Есть предположение, что гаочжиашания и подобные ей образования при жизни вовсе не лежали на осадке, а колыхались в водной толще, словно водоросли. Очень длинные сегментированные формы действительно известны – это стебли древних морских лилий, достигавшие двухметровой длины. Но такой стебель – очень сложная конструкция, сравнимая по механике с подвесным мостом, и возвышается над субстратом за счет жестких сцепок отдельных элементов друг с другом при поддержке мускульных и нервных волокон. У гаочжиашании ничего подобного нет, ее остатки никогда не накладываются друг на друга в отличие от стеблей умерших морских лилий. Загадка эдиакарских лент остается пока нераспутанной, как и они сами.
Какова бы ни была природа эдиакарских организмов, в том числе вендобионтов и скелетных животных (о них рассказ впереди), жизнь их, как уже отмечалось, протекала в океане с повышенным содержанием растворенного органического вещества и, как следствие, при нехватке кислорода. Этот газ расходовался на окисление обильной органики, что приводило к частым заморам. О низких концентрациях кислорода, собственно, и свидетельствуют мощные доломиты и фосфориты, а также высокое соотношение Feа/ΣFe (>0,38), очень низкие показатели I/(Ca+Mg) и Zn/Fe, малые концентрации Cr, Mo, V, U и сульфатов и изотопные подписи (δ13С и δ34S) (рис. 13.2а – г, и – л). В некоторых морях, например на юге Гондваны (Намибии), вендобионты предпочитали селиться там, где уровень содержания кислорода был хоть немного выше, о чем можно судить по низким значениям соотношения Feа/ΣFe (менее 0,22) во вмещающих отложениях, а также по следам «марганцевого океана». Для формирования слоя с повышенным содержанием растворенного марганца требуется определенная, но низкая концентрация кислорода – субкислородная обстановка (около 0,1 % О2): при таких условиях Mn2+ окислялся до Mn4+, а Ce3+– до нерастворимого Ce4+. (Первичное содержание марганца обнаружить практически невозможно, и об обогащении среды этим элементом судят по отрицательной аномалии в содержании церия, который выводится из среды оксидом марганца – Mn4+О2.) Карбонат марганца не отлагается, поскольку в бескислородной зоне Mn2+ вновь восстанавливается до Mn4+. (Наблюдаются все эти явления опять же в Черном море.) Марганцевый слой служил барьером для сероводорода, не выпуская ядовитый газ наверх:
Mn4+О2 + HS + НCO3 + 2H+ → Mn2+CO3 + S0 + 2H2О.

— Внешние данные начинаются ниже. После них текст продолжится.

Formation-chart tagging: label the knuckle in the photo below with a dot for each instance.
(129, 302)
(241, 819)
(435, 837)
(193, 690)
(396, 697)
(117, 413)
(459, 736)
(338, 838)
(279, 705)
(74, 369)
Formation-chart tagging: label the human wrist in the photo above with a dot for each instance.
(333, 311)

Наоборот, в морях Лаврентии (Западная Канада) разнообразные и крупные вендобионты существовали в закисной среде. Вероятно, уровень кислорода не был определяющим фактором в их жизни. Ничего странного в этом нет: митохондрии, для работы которых организм, собственно, и поглощает кислород, при синтезе АТФ создают протонный градиент на внутренней мембране за счет восстановления О2 до H2О. При необходимости они легко заменяют эту реакцию окислением H2S до тиосульфата (S2O32–). И такие митохондрии есть и у животных, и у грибов, т. е. у всех опистоконтов, к которым, несомненно, принадлежали и вендобионты.

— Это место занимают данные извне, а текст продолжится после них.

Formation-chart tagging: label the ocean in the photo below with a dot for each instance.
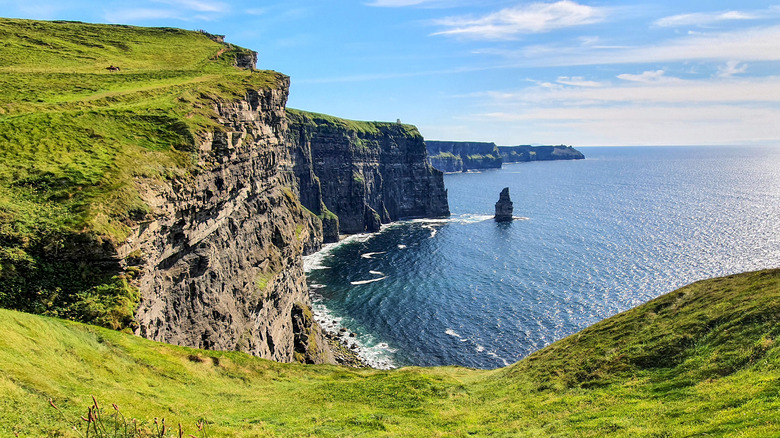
(591, 238)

Главное, что спокойной, практически растительной жизни эдиакарских организмов не мешали биотурбаторы и хищники. Как только на рубеже эдиакарского и кембрийского периодов влияние последних резко повысилось, а объемы растворенного органического вещества, наоборот, понизились, вендобионты и многие их современники полностью исчезли.